Why is it important?

After water, protein is the most plentiful part of your body. Getting enough protein is essential for your body to create the physical structures of your baby like hair, nails and muscles and also to produce the enzymes, hormones and growth factors vital for your baby’s development.

Did you know?
  • Pregnant women should eat at least 60g protein every day
  • Protein should make up 20-25% of your diet

However, not all protein is equal and the quality of protein is determined by the number of ‘amino acids’ it contains. Without getting too complicated animal products (meat, fish, eggs etc.) contain high quality or ‘complete’ protein meaning they provide all 9 essential amino acids. Plant foods on the other hand (grains, vegetables, etc.) contain incomplete protein meaning that they lack one or more amino acid and therefore must be eaten in combination. Eating grains and legumes together (e.g. beans on wholemeal toast) provides complete protein.

Did you know?

Quinoa is a complete protein – and a great wheat-free alternative.


Carbohydrates


Why are they important?

Carbohydrates are essential to human nutrition because they provide the primary source of energy we need to fuel bodily functions. It is worth emphasising here that carbohydrates are not your enemy despite what popular diet models may have you believe.

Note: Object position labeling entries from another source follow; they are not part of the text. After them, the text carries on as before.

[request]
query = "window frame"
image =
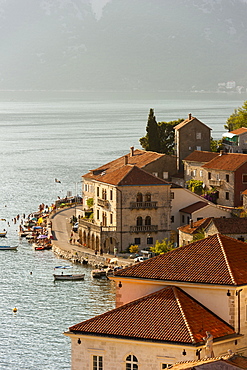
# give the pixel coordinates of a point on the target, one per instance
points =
(99, 365)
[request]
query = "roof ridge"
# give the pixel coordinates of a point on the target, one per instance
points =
(226, 259)
(183, 314)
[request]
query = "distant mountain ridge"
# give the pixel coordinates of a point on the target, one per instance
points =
(130, 44)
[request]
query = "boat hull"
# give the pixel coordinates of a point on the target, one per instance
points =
(7, 248)
(69, 277)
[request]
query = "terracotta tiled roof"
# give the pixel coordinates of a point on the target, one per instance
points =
(197, 225)
(217, 259)
(188, 120)
(201, 156)
(128, 175)
(230, 362)
(193, 207)
(166, 315)
(140, 158)
(230, 225)
(227, 161)
(239, 131)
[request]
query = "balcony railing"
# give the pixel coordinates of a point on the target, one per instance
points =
(215, 182)
(143, 205)
(143, 228)
(102, 202)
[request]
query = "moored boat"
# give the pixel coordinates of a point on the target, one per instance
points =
(3, 233)
(68, 276)
(8, 247)
(98, 273)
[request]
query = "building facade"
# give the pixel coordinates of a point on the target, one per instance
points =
(130, 207)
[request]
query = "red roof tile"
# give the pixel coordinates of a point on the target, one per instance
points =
(217, 259)
(230, 225)
(127, 175)
(193, 207)
(189, 120)
(227, 161)
(239, 131)
(201, 156)
(197, 225)
(140, 158)
(166, 315)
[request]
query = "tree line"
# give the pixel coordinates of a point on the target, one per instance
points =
(160, 136)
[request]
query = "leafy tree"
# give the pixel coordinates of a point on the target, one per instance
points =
(160, 136)
(238, 118)
(134, 249)
(90, 202)
(162, 247)
(216, 145)
(151, 140)
(166, 136)
(199, 235)
(196, 186)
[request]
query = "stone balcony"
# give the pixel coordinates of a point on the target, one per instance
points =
(143, 228)
(143, 205)
(102, 203)
(215, 182)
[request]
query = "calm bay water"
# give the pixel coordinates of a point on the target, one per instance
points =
(62, 136)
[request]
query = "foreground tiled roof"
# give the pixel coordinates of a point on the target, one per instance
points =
(193, 207)
(128, 175)
(227, 161)
(168, 315)
(239, 131)
(229, 362)
(197, 225)
(140, 158)
(201, 156)
(234, 225)
(217, 259)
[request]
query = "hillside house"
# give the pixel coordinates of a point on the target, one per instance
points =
(235, 141)
(226, 173)
(165, 306)
(187, 206)
(190, 135)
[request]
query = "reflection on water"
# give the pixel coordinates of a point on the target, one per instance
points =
(32, 338)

In pregnancy, as always, you should focus on eating complex carbohydrates and avoid, or limit simple refined carbohydrates.

Complex carbohydrates

  • Brown rice
  • Fruit
  • Oats
  • Quinoa
  • Vegetables

Simple carbohydrates – limit or avoid

  • Cakes
  • Chocolate
  • Sweets

Refined carbohydrates – limit or avoid

  • All flour
  • Bread
  • Pasta
  • White potatoes

Simple carbohydrate and refined carbohydrates provide virtually no nutrients, cause your blood sugar to spike (a short burst of energy, followed by a huge drop in energy) and gain weight. Whilst complex carbohydrates  provide lots of nutrients and fibre and slowly release energy.

Current advice is that carbohydrates should make up around a 45% of your diet during pregnancy, just make sure you choose the right type of carbohydrate.


Fat


Why is it important?

Fat was demonised in the 1980’s but in the last few years the press seems to have caught up with the evidence-based research and the nutritional headlines confirm that ‘sugar (not fat) makes you fat’. Fats are the powerhouse for each and every cell in our bodies – 60% of our brains are composed of fat. Research shows that making sure pregnant women eat the right amount of essential fats can reduce the risk of low birth rates and also postnatal depression.

There are good fats and bad fats – and it is about getting the right fats into your diet.

Saturated fat

There’s been some really bad press about saturated fats and they are rather misunderstood. Arachidonic acid (AA) which is found in saturated fat:

  • Supports brain development
  • Strengthens the gut lining
  • Helps keep our skin supple.

Saturated fat is non-essential in our diet as we can produce it ourselves but consuming moderate amounts has been shown to have health benefits and certainly shouldn’t be feared.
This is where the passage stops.